Research at NCEAS and the Santa Fe Institute has extended the dynamic bioenergetic modeling framework to predict current ranges for North American lizards and those following climate change. The analysis highlights the
limitations of correlative approaches to species' ranges and the importance of considering physiology and population
dynamics. Recent research (Buckley AmNat 2008) investigates the range implications of geographic variation in traits. The dynamic model predicts individualistic responses to a uniform 3 ° C warming, but a northward shift in the northern range boundary for all populations and species. (Figure: Predictions of the dynamic bioenergetic model and a climate envelope model for the western fence lizard, Sceloporus graciosus, Buckley AmNat 2008)
Mechanistic range models enable incorporating biotic constraints on species ranges such as trait evolution, species interactions, and dispersal limitations. We participate in a
joint NCEAS and NESCent working group (PIs: M. Angilletta, L. Buckley, R. Holt, and J. Tewsbury) that is bringing together ecologists, evolutionary biologists, phylogeographers, and physiologists to extend mechanistic range models to include these biotic constraints. The working group members apply theoretical, lab, and field based approaches and work on taxa including plants, insects, reptiles, amphibians, birds, mammals, and intertidal marine organisms. Extending mechanistic range models to other taxa, including endotherms, will enable comparing the energetic constraints on ectotherms and endotherms.

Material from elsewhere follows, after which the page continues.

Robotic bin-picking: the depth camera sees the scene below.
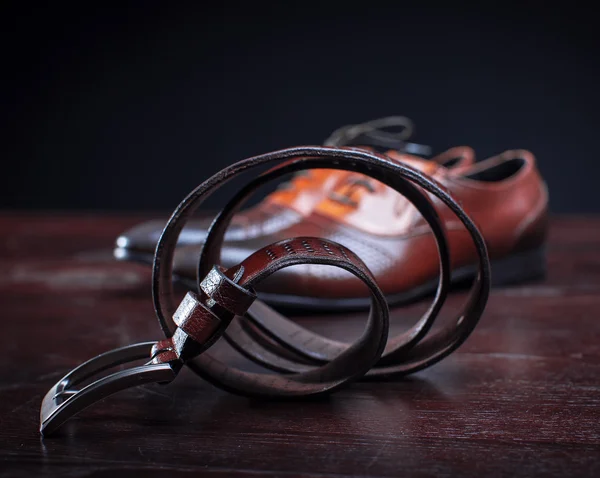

Energetic and ecological constrains on reptile abundance
Other recent research uses global scale datasets to examine energetic and ecological constraints on abundance, diversity, and species turnover. We found that lizard population densities decrease with energetic needs and increase with energy supply
(Buckley and Jetz Ecology 2008). While energetic constraints act consistently across mainlands and islands, local abundances are one order of magnitude higher on islands than on mainlands due to release from predation and competition (Buckley and Jetz ELE 2007). Our results demonstrate the dramatic effect insularity has on the interplay between biotic and abiotic control of animal abundances. This highlights the elevated sensitivity of island biota to small ecological perturbations such as invasions or losses of even single species.
(Figure: The order of magnitude higher lizard density (lizards/ha, with larger circles indicating higher density) on islands (red) compared to mainlands (blue), Buckley and Jetz ELE 2007.)
Despite ongoing population declines and potential future susceptibility to environmental change, the broad-scale ecology of reptiles and amphibians has received relatively little attention. Recent research examined environmental and historical constraints on global patterns of amphibian richness (Buckley and Jetz PRSb 2007). The analysis is the first for a vertebrate ectotherm clade at the broad scale. Ongoing research is examining other broad scale patterns of vertebrate ectotherm distribution. Comparing the broad scale ecologies of ectotherms and endotherms addresses how the groups' differential use and acquisition of energy influences patterns of abundance, distribution, and diversity.
(Figure: The global pattern of amphibian richness, Buckley and Jetz PRSb 2007.)